We’re humans. 💜 We leap to conclusions with the wetware we have doing the best it can based on heuristics that feel objectively true, but are ultimately just emotional reactions based on past lived experience. And then we retroactively enshrine those goofy gut feelings with the language of noble motive and moral values.

“I tell people not to deploy to production … because I care so deeply about my team and their ability to have a quiet weekend.”

Barf. 🙄 That’s just like saying you tell your kid not to brush his teeth at night, because you care SO DEEPLY about him and his ability to go to bed calm and happy.

Once the retcon engine in your brain gets running, it comes up with all sorts of reasons. Plausible-sounding reasons! But every single argument of the items in the list above is materially false.

Deploy myths are never going away for good; they appeal to too many of our cognitive biases. But what if there was one simple thing you could do that would invert many of these cognitive biases and cause people to grapple with the question in a new way? What if you could kickstart a recalculation?

My next post will pick up right here.
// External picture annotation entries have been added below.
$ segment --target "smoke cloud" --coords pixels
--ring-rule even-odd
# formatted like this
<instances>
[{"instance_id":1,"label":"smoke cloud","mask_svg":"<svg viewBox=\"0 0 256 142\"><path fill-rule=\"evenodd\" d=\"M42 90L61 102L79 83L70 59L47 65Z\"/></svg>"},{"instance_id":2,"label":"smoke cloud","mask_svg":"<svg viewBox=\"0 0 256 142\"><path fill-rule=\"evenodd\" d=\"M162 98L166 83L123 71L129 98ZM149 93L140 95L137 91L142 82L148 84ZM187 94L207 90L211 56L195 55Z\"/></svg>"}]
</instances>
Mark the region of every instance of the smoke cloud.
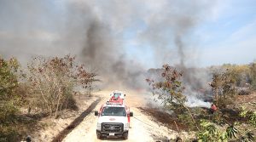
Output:
<instances>
[{"instance_id":1,"label":"smoke cloud","mask_svg":"<svg viewBox=\"0 0 256 142\"><path fill-rule=\"evenodd\" d=\"M0 53L23 63L34 55L76 54L101 75L104 87L115 88L144 88L146 66L176 64L192 86L200 78L187 67L196 65L188 59L196 54L188 49L189 34L213 9L213 2L204 0L3 0ZM139 51L153 51L148 65L129 57L129 40Z\"/></svg>"}]
</instances>

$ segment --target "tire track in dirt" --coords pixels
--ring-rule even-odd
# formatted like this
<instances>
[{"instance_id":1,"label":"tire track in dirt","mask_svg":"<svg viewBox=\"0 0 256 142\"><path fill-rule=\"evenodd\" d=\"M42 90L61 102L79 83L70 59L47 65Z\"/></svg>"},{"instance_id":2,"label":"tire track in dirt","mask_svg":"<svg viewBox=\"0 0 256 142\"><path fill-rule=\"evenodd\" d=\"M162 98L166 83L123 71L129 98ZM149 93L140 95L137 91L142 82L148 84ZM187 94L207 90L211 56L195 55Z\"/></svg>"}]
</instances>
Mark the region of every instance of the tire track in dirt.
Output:
<instances>
[{"instance_id":1,"label":"tire track in dirt","mask_svg":"<svg viewBox=\"0 0 256 142\"><path fill-rule=\"evenodd\" d=\"M70 133L72 132L80 122L84 120L84 118L89 115L95 107L98 105L101 101L101 99L98 98L95 100L89 107L86 109L79 116L78 116L73 122L71 122L64 130L62 130L56 137L54 138L52 142L61 142L62 139Z\"/></svg>"}]
</instances>

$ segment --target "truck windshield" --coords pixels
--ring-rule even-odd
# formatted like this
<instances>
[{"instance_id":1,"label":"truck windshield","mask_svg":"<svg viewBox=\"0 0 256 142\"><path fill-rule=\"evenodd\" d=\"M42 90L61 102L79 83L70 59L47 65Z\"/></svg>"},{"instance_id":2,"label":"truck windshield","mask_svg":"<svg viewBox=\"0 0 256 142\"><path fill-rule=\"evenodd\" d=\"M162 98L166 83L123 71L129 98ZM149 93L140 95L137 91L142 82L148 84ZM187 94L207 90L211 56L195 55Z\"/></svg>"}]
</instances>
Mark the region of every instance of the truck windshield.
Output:
<instances>
[{"instance_id":1,"label":"truck windshield","mask_svg":"<svg viewBox=\"0 0 256 142\"><path fill-rule=\"evenodd\" d=\"M125 116L126 112L125 107L108 107L103 108L102 116Z\"/></svg>"}]
</instances>

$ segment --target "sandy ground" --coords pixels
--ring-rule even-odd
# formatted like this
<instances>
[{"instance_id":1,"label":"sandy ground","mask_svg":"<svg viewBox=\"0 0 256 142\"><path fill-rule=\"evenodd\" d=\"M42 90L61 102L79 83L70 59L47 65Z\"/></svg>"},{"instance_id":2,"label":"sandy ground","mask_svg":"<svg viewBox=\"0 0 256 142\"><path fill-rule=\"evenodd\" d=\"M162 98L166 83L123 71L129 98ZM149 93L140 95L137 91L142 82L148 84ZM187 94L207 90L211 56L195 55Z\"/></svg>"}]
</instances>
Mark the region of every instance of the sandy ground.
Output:
<instances>
[{"instance_id":1,"label":"sandy ground","mask_svg":"<svg viewBox=\"0 0 256 142\"><path fill-rule=\"evenodd\" d=\"M98 96L103 99L96 106L95 111L98 111L101 105L109 98L110 92L100 92ZM88 115L84 121L74 128L63 142L94 142L94 141L130 141L130 142L152 142L156 140L163 141L163 139L175 139L177 132L168 129L164 126L160 126L152 121L151 117L142 113L137 107L147 105L145 99L148 99L148 94L137 94L135 93L126 93L125 103L131 107L134 116L131 119L131 128L129 129L129 138L126 140L117 138L107 138L97 139L96 135L96 128L97 116L94 116L94 112ZM138 97L140 96L140 97ZM149 100L150 101L150 100Z\"/></svg>"},{"instance_id":2,"label":"sandy ground","mask_svg":"<svg viewBox=\"0 0 256 142\"><path fill-rule=\"evenodd\" d=\"M34 142L52 141L61 131L67 128L75 118L88 108L88 106L96 99L96 97L75 96L77 100L78 111L68 110L58 119L54 117L43 118L39 122L44 127L38 132L31 134Z\"/></svg>"}]
</instances>

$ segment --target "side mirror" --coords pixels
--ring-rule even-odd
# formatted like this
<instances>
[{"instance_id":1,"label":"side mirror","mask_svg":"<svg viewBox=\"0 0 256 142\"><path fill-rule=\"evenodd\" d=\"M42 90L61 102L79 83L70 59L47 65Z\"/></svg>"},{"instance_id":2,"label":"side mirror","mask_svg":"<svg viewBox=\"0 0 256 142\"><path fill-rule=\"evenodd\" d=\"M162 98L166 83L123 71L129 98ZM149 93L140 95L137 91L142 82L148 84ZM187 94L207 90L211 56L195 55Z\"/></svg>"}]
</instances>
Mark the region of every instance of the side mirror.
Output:
<instances>
[{"instance_id":1,"label":"side mirror","mask_svg":"<svg viewBox=\"0 0 256 142\"><path fill-rule=\"evenodd\" d=\"M99 112L97 111L94 111L94 115L95 116L98 116L99 115Z\"/></svg>"}]
</instances>

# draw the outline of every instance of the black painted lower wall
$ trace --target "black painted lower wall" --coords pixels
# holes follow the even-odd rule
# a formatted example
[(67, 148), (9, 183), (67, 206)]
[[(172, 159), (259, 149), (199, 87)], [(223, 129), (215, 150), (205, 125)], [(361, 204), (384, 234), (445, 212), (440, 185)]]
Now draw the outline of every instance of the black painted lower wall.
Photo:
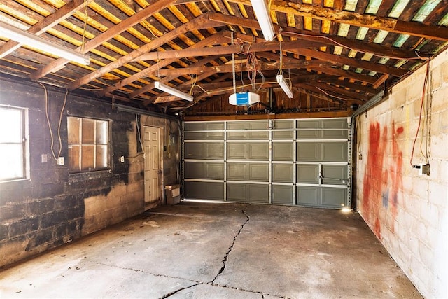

I’ll tell you all about the One Simple Trick you can do to fix your deploys and set you on the virtuous path of high-performing teams.

Til then, here’s what I’ve previously written on the topic.

https://charity.wtf/2018/08/19/shipping-software-should-not-be-scary/

https://charity.wtf/2019/05/01/friday-deploy-freezes-are-exactly-like-murdering-puppies/

https://charity.wtf/2019/10/28/deploys-its-not-actually-about-fridays/

https://charity.wtf/2021/02/19/how-much-is-your-fear-costing-you/

https://charity.wtf/2020/12/31/why-are-my-tests-so-slow-a-list-of-likely-suspects-anti-patterns-and-unresolved-personal-trauma/

Footnotes

Availability bias: The tendency to overestimate the likelihood of events with greater “availability” in memory, which can be influenced by how recent the memories are or how unusual or emotionally charged they may be.

Continued influence effect: The tendency to believe previously learned misinformation even after it has been corrected. Misinformation can still influence inferences one generates after a correction has occurred.

Conservatism bias: The tendency to revise one’s belief insufficiently when presented with new evidence.

Default effect: When given a choice between several options, the tendency to favor the default one.

Dread aversion: Just as losses yield double the emotional impact of gains, dread yields double the emotional impact of savouring

False-uniqueness bias: The tendency of people to see their projects and themselves as more singular than they actually are.

Functional fixedness: Limits a person to using an object only in the way it is traditionally used

Hyperbolic discounting: Discounting is the tendency for people to have a stronger preference for more immediate payoffs relative to later payoffs. Hyperbolic discounting leads to choices that are inconsistent over time – people make choices today that their future selves would prefer not to have made, despite using the same reasoning

IKEA effect: The tendency for people to place a disproportionately high value on objects that they partially assembled themselves, such as furniture from IKEA, regardless of the quality of the end product

Illusory truth effect: A tendency to believe that a statement is true if it is easier to process, or if it has been stated multiple times, regardless of its actual veracity.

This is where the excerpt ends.